This symposium was a very interesting one presented by Prof. Brian Gazzard.
Prof. Gazzard discussed different types of HIV client care, of which he advocates Patient Centred Options and discussed barriers to comliance of HIV clients taking and adhering to ART medication regimes.
Following this, Jenny Brockie convened a discussuion between a panel of a HIV doctor, HIV nurse, and the audience. Three Scenarios A or Scenario B of ART choices were presented and the audience had to choose which scenario they think their HIV client would choose. One scenario was having the choice of ART which needs o be taken with food, or ART which does not need to be taken with food. A choice of ART which induces slow CD4 increase and causes no diarrhoea, or ART which induces fast CD4 rises but causes diarrhoea.
Interesting discussions and rationales for different decision making were heard from a variety of doctor, nurse, and patient perspectives.

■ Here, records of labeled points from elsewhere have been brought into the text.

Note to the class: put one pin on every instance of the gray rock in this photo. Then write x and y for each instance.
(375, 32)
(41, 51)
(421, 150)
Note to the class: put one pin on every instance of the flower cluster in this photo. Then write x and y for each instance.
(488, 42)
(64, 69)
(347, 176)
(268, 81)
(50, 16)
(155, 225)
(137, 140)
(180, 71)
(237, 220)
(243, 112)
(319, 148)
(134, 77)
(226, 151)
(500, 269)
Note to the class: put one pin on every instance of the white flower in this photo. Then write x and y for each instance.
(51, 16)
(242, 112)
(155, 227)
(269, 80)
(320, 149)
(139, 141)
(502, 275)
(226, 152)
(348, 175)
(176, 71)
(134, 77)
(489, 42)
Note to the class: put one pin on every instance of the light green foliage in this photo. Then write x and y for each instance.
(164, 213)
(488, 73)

Some of the key points taken from this symposium in regard to ART perspectives were;
-HIV clients need to be the centre of their own care
-ART and clinical care needs to be cost effective
-Single dose regimes are the way to go if possible
-Interactions and toxicities of ART are important factors
-Patient advocacy needs to include understanding how ART impacts a PLWH day to day life
Last but not least be honest with your patients, and know more about ART than your patients so they can make informed decisions.